DRAWINGS--REFERENCE NUMERALS
[0036] In the reference numerals, items of the same type have the
same number, and a prime (') after the number indicates a different
physical instance of the item.
[0037] 20--Ethernet Frame
[0038] 22--Ethernet Frame Preamble
[0039] 24--Ethernet Frame Destination MAC Address
[0040] 26--Ethernet Frame Source MAC Address
[0041] 28--Ethernet Frame Type
[0042] 30--Ethernet Frame Data
[0043] 32--Ethernet Frame CRC
[0044] 34, 34'--Ethernet Switch Network Elements
[0045] 36, 36'--Client Devices With Ethernet Interfaces
[0046] 38, 38'--Ethernet Switch Matrices
[0047] 40, 40'--Ethernet Switch Processors
[0048] 42, 42'--Bidirectional Access From Processor From Switch
Matrix and Data Communications Path
[0049] 44--Transparent Communications Network
[0050] 46--Physical Connection for Data Path
[0051] 50--Data Communications Network
[0052] 52, 52'--Data Communications Interfaces
[0053] 54, 54'--Operations Support Interfaces
[0054] 56--Unique Client MAC Address
[0055] 58, 58', 60, 60', 62, 62', 64, 64', 66, 66'--Bidirectional
Switch Transceiver Ports
[0056] 68--Unique Switch Processor MAC Address
[0057] 70--Unique Switch Processor MAC Address
[0058] 72--Unique Client MAC Address
[0059] 74--Flow From MAC Address 56 to MAC Address 72
[0060] 76--Flow From MAC Address 72 to MAC Address 56
[0061] 78--Looped-back Flow
[0062] 80--Optional Duplicate Flow Data or ICMP Warning Message
[0063] 100--User query for Virtual Circuit Path
[0064] 102--Local Switch Iteratively Queries Network for Virtual
Circuit Path
[0065] 104--User Sends OPERATE_VLOOPBACK Command
[0066] 106--Local Switch Directs OPERATE_VLOOPBACK to Loopback
Switch
[0067] 108--Loopback Switch Determines if OPERATE_VLOOPBACK Can Be
Completed
[0068] 110--DENY Message Propagates to User
[0069] 112--Switching Table Modified
[0070] 114--COMPLD Message Propagates to User
[0071] 116--ICMP Message Sent to Far End of Virtual Circuit
[0072] 118--End Setup
[0073] 120--Source Sends Frame Along Virtual Circuit
[0074] 122--Frame Forwarded to Processor at Loopback Switch
[0075] 124--Destination MAC Addresses Replaced
[0076] 126--Source MAC Address Replaced
[0077] 128--Processor Forwards Modified Frame Back to Loopback
Switch Matrix
[0078] 130--Frame Switched Back Through Network to Source
[0079] 140--Timeout Timer Set?
[0080] 142--Timeout Timer Expired?
[0081] 144--User Requesting Virtual Loopback Release?

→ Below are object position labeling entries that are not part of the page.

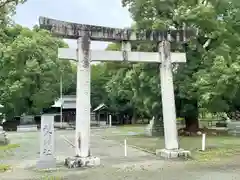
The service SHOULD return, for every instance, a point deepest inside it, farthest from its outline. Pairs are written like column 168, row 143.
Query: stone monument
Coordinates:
column 155, row 128
column 47, row 143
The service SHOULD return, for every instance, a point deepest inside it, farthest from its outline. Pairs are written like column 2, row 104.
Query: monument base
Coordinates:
column 155, row 128
column 76, row 162
column 170, row 154
column 46, row 163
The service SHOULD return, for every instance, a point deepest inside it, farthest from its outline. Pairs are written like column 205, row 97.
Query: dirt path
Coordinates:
column 137, row 165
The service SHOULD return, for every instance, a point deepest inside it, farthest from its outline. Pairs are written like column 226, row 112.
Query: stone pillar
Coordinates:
column 168, row 100
column 47, row 153
column 168, row 106
column 83, row 98
column 83, row 157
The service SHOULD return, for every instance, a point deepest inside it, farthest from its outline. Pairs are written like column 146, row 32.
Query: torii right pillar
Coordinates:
column 172, row 149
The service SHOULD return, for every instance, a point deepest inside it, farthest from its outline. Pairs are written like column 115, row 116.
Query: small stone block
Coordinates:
column 170, row 154
column 76, row 162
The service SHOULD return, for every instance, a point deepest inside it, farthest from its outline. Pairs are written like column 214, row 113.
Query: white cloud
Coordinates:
column 97, row 12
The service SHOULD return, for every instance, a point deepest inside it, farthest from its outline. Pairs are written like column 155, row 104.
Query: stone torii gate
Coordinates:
column 83, row 55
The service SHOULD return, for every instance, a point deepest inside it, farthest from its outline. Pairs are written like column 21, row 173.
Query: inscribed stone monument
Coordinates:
column 47, row 154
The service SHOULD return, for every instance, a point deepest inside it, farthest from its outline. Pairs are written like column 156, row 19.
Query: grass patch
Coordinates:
column 9, row 147
column 6, row 150
column 217, row 147
column 4, row 167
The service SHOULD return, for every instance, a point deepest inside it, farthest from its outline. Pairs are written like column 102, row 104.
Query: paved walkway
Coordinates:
column 137, row 165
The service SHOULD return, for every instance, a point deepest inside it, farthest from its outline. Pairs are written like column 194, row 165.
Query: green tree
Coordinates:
column 214, row 47
column 30, row 70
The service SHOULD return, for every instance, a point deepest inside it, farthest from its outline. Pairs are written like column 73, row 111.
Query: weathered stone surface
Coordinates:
column 233, row 128
column 76, row 162
column 27, row 128
column 170, row 154
column 74, row 31
column 155, row 128
column 47, row 143
column 3, row 138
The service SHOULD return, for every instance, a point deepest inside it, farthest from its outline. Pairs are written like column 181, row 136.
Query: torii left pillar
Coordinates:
column 83, row 105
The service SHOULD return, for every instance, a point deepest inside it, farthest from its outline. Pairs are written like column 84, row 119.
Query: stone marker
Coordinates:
column 47, row 153
column 155, row 128
column 233, row 128
column 3, row 137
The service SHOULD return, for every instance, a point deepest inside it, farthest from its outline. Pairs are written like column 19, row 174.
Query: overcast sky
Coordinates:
column 97, row 12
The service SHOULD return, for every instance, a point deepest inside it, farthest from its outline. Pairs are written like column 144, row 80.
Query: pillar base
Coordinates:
column 76, row 162
column 174, row 153
column 48, row 163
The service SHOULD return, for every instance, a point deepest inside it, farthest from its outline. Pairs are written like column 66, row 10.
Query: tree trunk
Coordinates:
column 191, row 117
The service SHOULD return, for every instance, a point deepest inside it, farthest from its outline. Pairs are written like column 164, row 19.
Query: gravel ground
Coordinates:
column 137, row 165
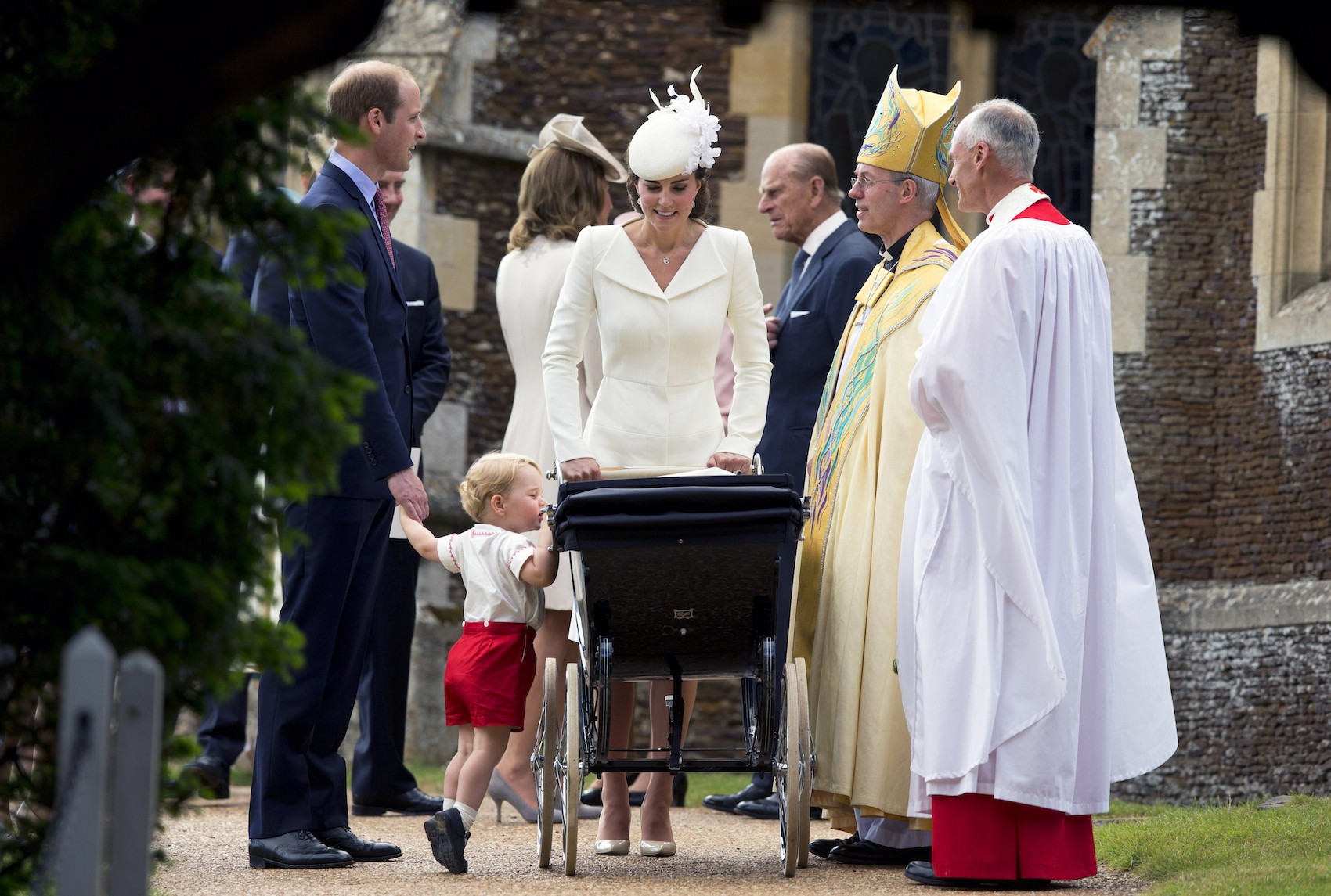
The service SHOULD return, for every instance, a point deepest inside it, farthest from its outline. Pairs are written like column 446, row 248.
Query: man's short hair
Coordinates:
column 927, row 192
column 368, row 85
column 807, row 161
column 1008, row 129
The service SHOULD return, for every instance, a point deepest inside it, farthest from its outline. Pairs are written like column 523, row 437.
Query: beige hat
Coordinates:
column 678, row 139
column 568, row 132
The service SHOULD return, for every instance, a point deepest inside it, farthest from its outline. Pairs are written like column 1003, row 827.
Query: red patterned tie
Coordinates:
column 381, row 211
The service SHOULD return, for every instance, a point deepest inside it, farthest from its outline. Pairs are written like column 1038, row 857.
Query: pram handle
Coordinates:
column 648, row 472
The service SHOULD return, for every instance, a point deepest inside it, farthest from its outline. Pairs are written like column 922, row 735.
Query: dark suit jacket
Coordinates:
column 811, row 329
column 363, row 330
column 430, row 357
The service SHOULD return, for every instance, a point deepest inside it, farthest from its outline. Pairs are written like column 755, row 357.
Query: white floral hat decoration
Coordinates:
column 678, row 139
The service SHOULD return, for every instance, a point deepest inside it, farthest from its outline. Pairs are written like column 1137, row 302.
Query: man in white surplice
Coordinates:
column 1029, row 641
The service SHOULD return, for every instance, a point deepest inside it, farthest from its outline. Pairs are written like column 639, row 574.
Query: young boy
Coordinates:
column 492, row 665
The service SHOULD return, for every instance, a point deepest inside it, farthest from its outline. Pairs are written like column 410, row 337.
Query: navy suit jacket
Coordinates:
column 430, row 357
column 363, row 329
column 812, row 322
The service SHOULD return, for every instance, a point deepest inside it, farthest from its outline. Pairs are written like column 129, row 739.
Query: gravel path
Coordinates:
column 719, row 855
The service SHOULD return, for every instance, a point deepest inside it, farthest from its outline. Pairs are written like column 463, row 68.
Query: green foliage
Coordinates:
column 142, row 408
column 1224, row 850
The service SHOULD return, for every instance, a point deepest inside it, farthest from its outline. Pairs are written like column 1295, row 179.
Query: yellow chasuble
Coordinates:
column 846, row 588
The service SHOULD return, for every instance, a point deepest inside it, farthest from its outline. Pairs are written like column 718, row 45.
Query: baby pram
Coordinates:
column 679, row 578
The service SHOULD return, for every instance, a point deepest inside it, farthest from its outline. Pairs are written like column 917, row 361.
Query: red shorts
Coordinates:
column 976, row 835
column 489, row 673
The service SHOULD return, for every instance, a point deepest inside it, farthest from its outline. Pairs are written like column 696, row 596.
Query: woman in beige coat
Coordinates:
column 659, row 290
column 563, row 190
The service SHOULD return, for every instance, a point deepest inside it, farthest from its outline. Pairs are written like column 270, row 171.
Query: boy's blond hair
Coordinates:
column 492, row 473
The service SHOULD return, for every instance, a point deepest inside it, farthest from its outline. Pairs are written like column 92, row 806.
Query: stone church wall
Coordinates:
column 1232, row 448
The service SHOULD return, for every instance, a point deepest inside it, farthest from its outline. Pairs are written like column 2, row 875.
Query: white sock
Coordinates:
column 467, row 814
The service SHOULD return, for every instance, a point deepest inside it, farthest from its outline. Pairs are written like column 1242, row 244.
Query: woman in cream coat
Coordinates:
column 659, row 290
column 565, row 189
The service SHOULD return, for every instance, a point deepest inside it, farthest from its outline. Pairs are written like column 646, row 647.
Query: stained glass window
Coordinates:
column 1041, row 66
column 853, row 49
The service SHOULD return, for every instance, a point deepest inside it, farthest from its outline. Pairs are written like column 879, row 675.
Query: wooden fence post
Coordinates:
column 137, row 770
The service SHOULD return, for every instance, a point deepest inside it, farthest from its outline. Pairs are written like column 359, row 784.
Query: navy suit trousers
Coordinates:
column 377, row 768
column 300, row 778
column 222, row 732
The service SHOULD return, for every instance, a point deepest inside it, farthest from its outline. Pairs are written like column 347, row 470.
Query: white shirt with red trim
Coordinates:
column 1029, row 639
column 490, row 560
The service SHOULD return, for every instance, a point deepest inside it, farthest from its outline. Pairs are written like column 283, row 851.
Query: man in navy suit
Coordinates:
column 802, row 201
column 298, row 812
column 380, row 781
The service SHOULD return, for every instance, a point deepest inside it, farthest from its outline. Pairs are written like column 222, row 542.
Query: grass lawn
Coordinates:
column 1237, row 850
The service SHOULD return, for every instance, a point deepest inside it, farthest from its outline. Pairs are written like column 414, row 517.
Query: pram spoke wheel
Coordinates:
column 806, row 775
column 788, row 770
column 543, row 763
column 572, row 766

[0082] 148--User Issues REMOVE_VLOOPBACK Message
[0083] 150--Local Switch Forwards REMOVE_VLOOPBACK Message to
Loopback Switch
[0084] 152--Loopback Switch Determines if REMOVE_VLOOPBACK Can Be
Completed
[0085] 154--DENY Message Propagates to User
[0086] 156--Switching Table Modified
[0087] 158--COMPLD Message Propagates to User
[0088] 160--ICMP Message Sent to Far End of Virtual Circuit
[0089] 162--End Release
DETAILED DESCRIPTION--FIGS. 1 THROUGH 7--PREFERRED EMBODIMENT
[0090] FIG. 1 shows the format of a standard Ethernet frame 20.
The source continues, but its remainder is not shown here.